"[...] to nie fotografowanie, udostępnianie i publikowanie sprawia, że coś jest tym, czym jest.", czyli jak dostęp do nowoczesnych technologii pozwala manipulować użytkownikiem.
Do tej książki pasuje mi idealnie cytat Arthura Conan Doylea:
"Gdy odrzucisz to, co niemożliwe, wszystko pozostałe, choćby najbardziej nieprawdopodobne, musi być prawdą."
Jaki zbieg okoliczności może sprawić, że zaplątasz się w morderstwo? Joe wraca z synkiem do domu, gdy ten zauważa samochód mamy. Nasz bohater chce się dowiedzieć dlaczego jego żona wjeżdża na parking dla gości hotelu. Śledzi drogę Mel (żony) i dowiaduje się, że ta spotkała się z Benem. Wraz z synkiem wraca na parking i czeka na nią. Jednak nie udaje mu się z nią zobaczyć, ale trafia na Bena, który wygląda na wściekłego. Joe podejrzewa, że Mel ma romans. Dochodzi do przepychanki między mężczyznami. Ben upada na beton i nie rusza się, a William (syn Joe) dostaje ataku astmy. Joe postanawia zaopiekować się synem i szybko odjeżdża z parkingu nie sprawdzając co stanie się z Benem. Gdy główny bohater wraca na miejsce zdarzenie, Ben zniknął wraz z samochodem.I tak o to Joe staje się ofiarą spisku.
Zostaje wplątany w zaginięcie, a potem w morderstwo Bena. Odkrywa, że jego żona jest kłamczuchą. Kariera nauczyciela wisi na włosku, kiedy to zostaje zawieszony. Przyjaciele się od niego odsuwają. A on jest tylko pionkiem w grze.
Książka przedstawia nam rzeczywistość. Rzeczywistość, w której sami dajemy innym informacje o naszym życiu. Media społecznościowe odgrywają ogromną rolę w kreowaniu wizerunku użytkowników. Opowieść przedstawia jak łatwo możemy zmienić zdanie o człowieku, którego znamy, gdy na Facebooku pojawia się plotka. Jak media społecznościowe mogą nam zniszczyć życie jednym, przerobionym zdjęciem.

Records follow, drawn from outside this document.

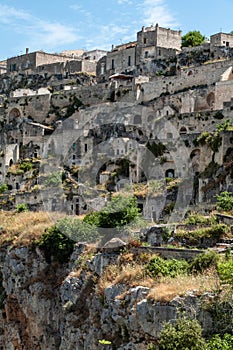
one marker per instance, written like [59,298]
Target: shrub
[158,267]
[3,188]
[78,230]
[26,166]
[120,211]
[225,201]
[225,271]
[21,207]
[185,334]
[204,261]
[53,180]
[195,219]
[220,343]
[55,245]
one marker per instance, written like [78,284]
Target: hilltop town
[103,110]
[144,132]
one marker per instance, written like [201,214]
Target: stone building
[152,43]
[30,61]
[3,67]
[157,42]
[222,39]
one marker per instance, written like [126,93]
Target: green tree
[55,245]
[220,343]
[120,211]
[185,334]
[192,38]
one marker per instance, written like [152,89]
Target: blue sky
[59,25]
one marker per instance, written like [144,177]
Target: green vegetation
[77,230]
[224,201]
[120,211]
[220,343]
[225,271]
[158,149]
[197,219]
[158,267]
[192,38]
[21,207]
[55,245]
[193,237]
[203,261]
[25,166]
[3,188]
[54,179]
[185,334]
[213,140]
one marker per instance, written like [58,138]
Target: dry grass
[129,274]
[24,228]
[169,288]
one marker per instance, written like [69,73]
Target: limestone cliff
[52,306]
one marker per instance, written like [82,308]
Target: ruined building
[151,112]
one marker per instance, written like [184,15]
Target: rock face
[50,307]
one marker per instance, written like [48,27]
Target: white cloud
[9,14]
[39,34]
[122,2]
[156,11]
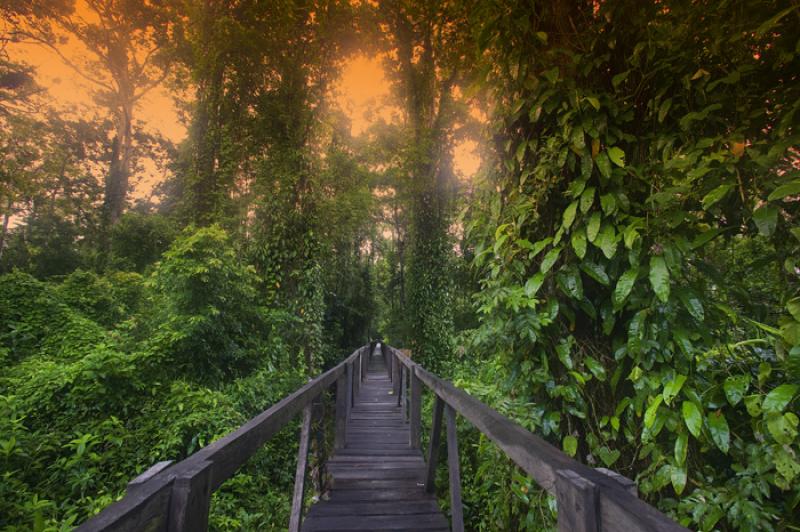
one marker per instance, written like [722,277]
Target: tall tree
[122,40]
[429,45]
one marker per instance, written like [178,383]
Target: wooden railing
[589,500]
[176,497]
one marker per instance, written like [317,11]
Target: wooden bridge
[378,478]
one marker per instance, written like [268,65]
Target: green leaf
[596,272]
[652,410]
[624,286]
[619,78]
[681,448]
[533,284]
[793,306]
[783,427]
[569,215]
[617,156]
[607,241]
[673,388]
[570,445]
[587,199]
[663,109]
[692,417]
[735,387]
[593,226]
[766,219]
[607,455]
[659,277]
[603,164]
[579,243]
[692,304]
[789,189]
[678,478]
[720,432]
[778,398]
[596,368]
[608,204]
[715,195]
[549,259]
[753,405]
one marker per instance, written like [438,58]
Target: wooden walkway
[377,479]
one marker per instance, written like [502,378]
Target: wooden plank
[454,471]
[374,508]
[430,521]
[415,413]
[191,499]
[300,472]
[341,412]
[146,508]
[577,503]
[433,446]
[619,510]
[148,474]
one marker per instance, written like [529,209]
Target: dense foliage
[637,242]
[622,279]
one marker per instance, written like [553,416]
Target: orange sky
[362,93]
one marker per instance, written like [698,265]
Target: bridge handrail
[176,497]
[588,499]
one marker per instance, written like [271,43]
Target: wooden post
[341,411]
[577,502]
[350,384]
[191,499]
[626,483]
[415,413]
[433,447]
[395,375]
[364,366]
[403,393]
[300,472]
[454,470]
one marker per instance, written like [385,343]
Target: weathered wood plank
[433,446]
[618,509]
[454,471]
[191,499]
[415,411]
[300,472]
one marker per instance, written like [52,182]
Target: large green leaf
[789,189]
[569,214]
[596,272]
[579,243]
[652,410]
[659,277]
[624,286]
[593,226]
[681,448]
[673,388]
[570,445]
[587,199]
[617,156]
[778,398]
[766,219]
[783,427]
[720,433]
[735,387]
[549,259]
[715,195]
[692,417]
[607,241]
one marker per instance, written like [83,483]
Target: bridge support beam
[191,499]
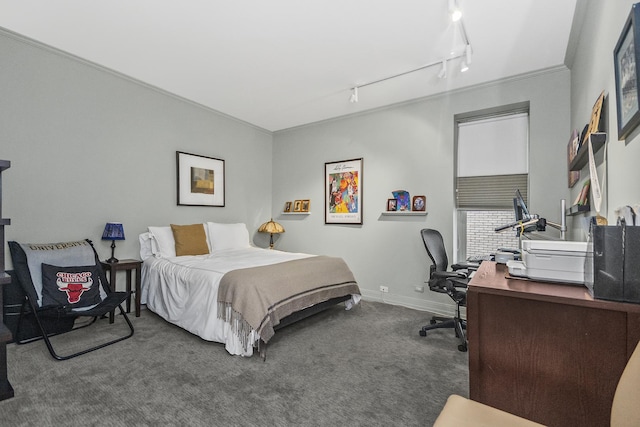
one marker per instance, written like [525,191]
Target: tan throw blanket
[258,298]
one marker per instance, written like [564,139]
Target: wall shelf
[404,213]
[597,140]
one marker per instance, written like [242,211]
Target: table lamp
[272,228]
[113,231]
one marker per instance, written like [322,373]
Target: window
[492,162]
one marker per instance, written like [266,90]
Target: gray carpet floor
[364,367]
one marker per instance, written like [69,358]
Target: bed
[237,294]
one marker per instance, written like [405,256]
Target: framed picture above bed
[343,192]
[200,180]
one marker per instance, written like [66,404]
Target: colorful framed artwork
[625,59]
[404,200]
[343,192]
[419,203]
[200,180]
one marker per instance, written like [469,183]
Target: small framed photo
[625,56]
[419,203]
[200,180]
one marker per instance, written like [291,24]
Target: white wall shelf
[404,213]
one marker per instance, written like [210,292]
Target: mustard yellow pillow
[190,239]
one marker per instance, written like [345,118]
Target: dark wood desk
[126,265]
[546,352]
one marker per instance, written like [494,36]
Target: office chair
[453,283]
[625,411]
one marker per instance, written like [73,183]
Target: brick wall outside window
[481,236]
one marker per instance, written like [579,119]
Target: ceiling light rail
[456,17]
[442,74]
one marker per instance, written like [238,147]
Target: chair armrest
[465,266]
[448,275]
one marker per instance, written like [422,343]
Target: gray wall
[592,72]
[410,146]
[88,146]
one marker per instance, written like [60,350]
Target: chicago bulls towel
[73,287]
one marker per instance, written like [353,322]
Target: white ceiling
[283,63]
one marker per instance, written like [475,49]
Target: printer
[551,261]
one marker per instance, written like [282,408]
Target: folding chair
[63,281]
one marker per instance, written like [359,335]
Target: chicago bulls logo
[74,284]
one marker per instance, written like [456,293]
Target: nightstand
[126,265]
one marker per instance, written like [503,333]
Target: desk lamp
[272,228]
[113,231]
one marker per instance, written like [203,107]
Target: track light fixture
[464,66]
[454,10]
[464,56]
[443,71]
[354,95]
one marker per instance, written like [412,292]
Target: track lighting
[455,11]
[354,95]
[464,66]
[443,71]
[454,55]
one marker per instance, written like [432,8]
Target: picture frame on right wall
[625,56]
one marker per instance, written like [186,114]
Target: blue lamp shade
[113,231]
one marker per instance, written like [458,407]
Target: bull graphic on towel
[74,284]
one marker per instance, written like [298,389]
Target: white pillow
[145,246]
[228,236]
[162,243]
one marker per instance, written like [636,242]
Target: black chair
[451,282]
[49,319]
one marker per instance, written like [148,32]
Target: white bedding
[184,290]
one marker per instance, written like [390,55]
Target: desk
[546,352]
[126,265]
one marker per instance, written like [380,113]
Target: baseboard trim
[437,308]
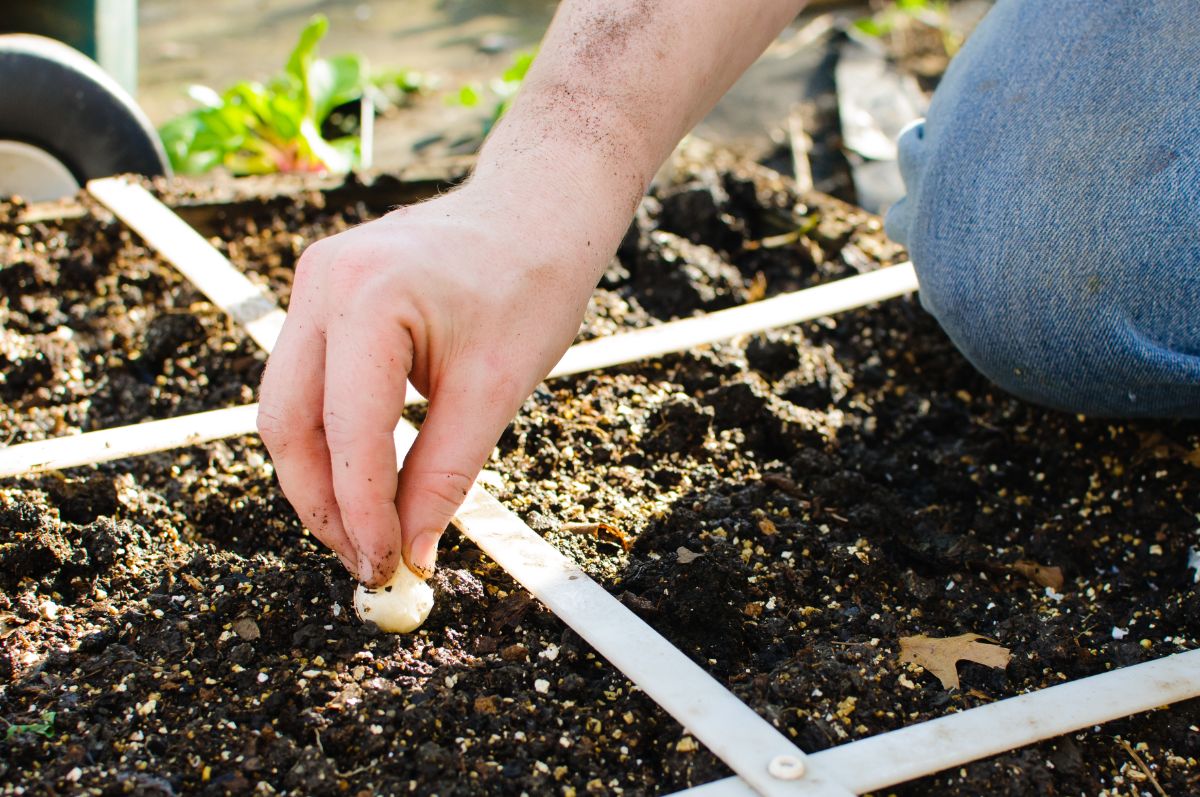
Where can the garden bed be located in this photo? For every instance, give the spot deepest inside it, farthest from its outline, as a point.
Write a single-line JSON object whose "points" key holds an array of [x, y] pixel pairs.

Wszyscy korzystamy z nowoczesnych technologii, ale większość nie zdaje sobie sprawy z zagrożenia jakie niosą ze sobą. Joe padł ofiarą szerszej intrygi.
Zaskoczyło mnie rozwiązanie sprawy, chociaż jedną osobę podejrzewałam, tak drugiej nie brałam pod uwagę.
Joe jest naiwny i w wielu rzeczach staje się nieudacznikiem (co jest mu wypominane wielokrotnie). Im zagłębiamy się w historię, tym Joe bierze się w garść. Podejmuje sam odpowiednie decyzje. Wie, że nie wolno obdarzać pewne osoby zaufaniem. Postanawia działać. Musi dowiedzieć się prawdy i jednocześnie udowodnić, że nie jest mordercą. W tym przypadku mamy typowy kompleks wyższości, morderca nie zauważył, że ktoś użył na nim tej samej metody, co on na innych. Manipulował innymi, a sam wpada w swoją pułapkę. I po sprawie.
Kłamstwa to świetny thriller. Każdy, kto tak namiętnie korzysta z portali społecznościowych, powinien się dwa razy zastanowić, zanim coś tam umieści. Książka trzyma w napięciu, chcemy się dowiedzieć prawdy oraz motywów, które kierowały mordercą.
Język jest przystępny, bardzo szybko się czyta. Historia jest ciekawa i jak najbardziej na czasie, ze względu na udział Facebooka. Efekt końcowy jest fantastyczny i zaskoczy pewnie nie jednego czytelnika. Warto przeczytać!